Yiddish

Découvrir la langue

Histoire et présent

Le yiddish, langue que ses principaux historiens font naître vers le 10e siècle dans ce qui est maintenant la Lorraine, a eu depuis une présence irrégulière sur le territoire de la France. Sa variante occidentale a été parlée sans discontinuer en Alsace jusqu’aux années 1970 ; l’orientale, venue avec les Juifs immigrés des régions slaves, a été importante à Paris, Strasbourg, Metz, Nancy, Orléans, Lille et d’autres villes entre la fin du 19e s. et les années 1980, et cela malgré la saignée du génocide
1941-1945 (Ses locuteurs étaient majoritaires parmi les plus de 70 000 Juifs de France morts en déportation). C’est en raison de cette présence en même temps ancienne et récente que le yiddish a été classé en 1999 parmi les langues de France dépourvues de territoire.
Sur l’ensemble de l’Europe, on a parlé, écrit et imprimé en yiddish entre le 16e et le 20e siècles sur un vaste territoire allant des Pays-Bas aux Carpates, avec des centres particulièrement importants en Pologne, Ukraine, Lituanie et Roumanie.

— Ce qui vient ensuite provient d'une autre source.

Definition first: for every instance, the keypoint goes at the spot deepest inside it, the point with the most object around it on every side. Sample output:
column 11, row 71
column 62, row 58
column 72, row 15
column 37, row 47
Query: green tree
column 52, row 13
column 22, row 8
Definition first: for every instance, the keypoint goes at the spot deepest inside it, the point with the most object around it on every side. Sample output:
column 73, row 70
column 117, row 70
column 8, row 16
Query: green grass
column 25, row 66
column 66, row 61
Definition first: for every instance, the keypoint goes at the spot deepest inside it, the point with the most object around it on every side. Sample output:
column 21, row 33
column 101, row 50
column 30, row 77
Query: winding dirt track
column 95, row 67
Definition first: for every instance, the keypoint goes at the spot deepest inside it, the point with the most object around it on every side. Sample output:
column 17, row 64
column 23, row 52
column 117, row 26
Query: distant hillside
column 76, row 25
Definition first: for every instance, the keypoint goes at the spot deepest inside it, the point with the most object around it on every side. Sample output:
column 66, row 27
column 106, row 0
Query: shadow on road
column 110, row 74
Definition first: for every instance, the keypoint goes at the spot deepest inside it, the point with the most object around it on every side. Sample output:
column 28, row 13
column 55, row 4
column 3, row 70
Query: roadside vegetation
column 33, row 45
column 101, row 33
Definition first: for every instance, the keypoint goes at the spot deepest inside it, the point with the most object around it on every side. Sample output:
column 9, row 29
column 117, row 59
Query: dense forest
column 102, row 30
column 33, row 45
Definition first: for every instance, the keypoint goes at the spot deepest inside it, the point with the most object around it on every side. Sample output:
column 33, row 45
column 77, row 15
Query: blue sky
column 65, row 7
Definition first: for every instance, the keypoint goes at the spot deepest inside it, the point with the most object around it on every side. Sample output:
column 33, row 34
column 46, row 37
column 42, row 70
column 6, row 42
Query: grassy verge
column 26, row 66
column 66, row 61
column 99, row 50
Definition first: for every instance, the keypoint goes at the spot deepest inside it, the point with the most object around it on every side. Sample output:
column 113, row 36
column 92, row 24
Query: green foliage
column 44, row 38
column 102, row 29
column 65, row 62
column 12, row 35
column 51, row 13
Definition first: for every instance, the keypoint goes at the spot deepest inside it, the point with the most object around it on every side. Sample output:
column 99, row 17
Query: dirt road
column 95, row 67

Les vagues migratoires des 19e et 20e siècles l’ont porté aux quatre coins du monde, notamment aux Amériques, en Europe occidentale et en Palestine/Israël. Du fait du génocide mais aussi à cause de processus d’acculturation naturels ou forcés dans différents pays, le nombre de ses locuteurs est passé de plus de 10 millions en 1939 à environ un million de nos jours. C’est donc une langue affaiblie, mais toujours vivace dans ses enclaves en Amérique du Nord, Europe occidentale, Israël, Argentine, Mexique et même dans certains endroits de ses régions d’origine en Europe orientale.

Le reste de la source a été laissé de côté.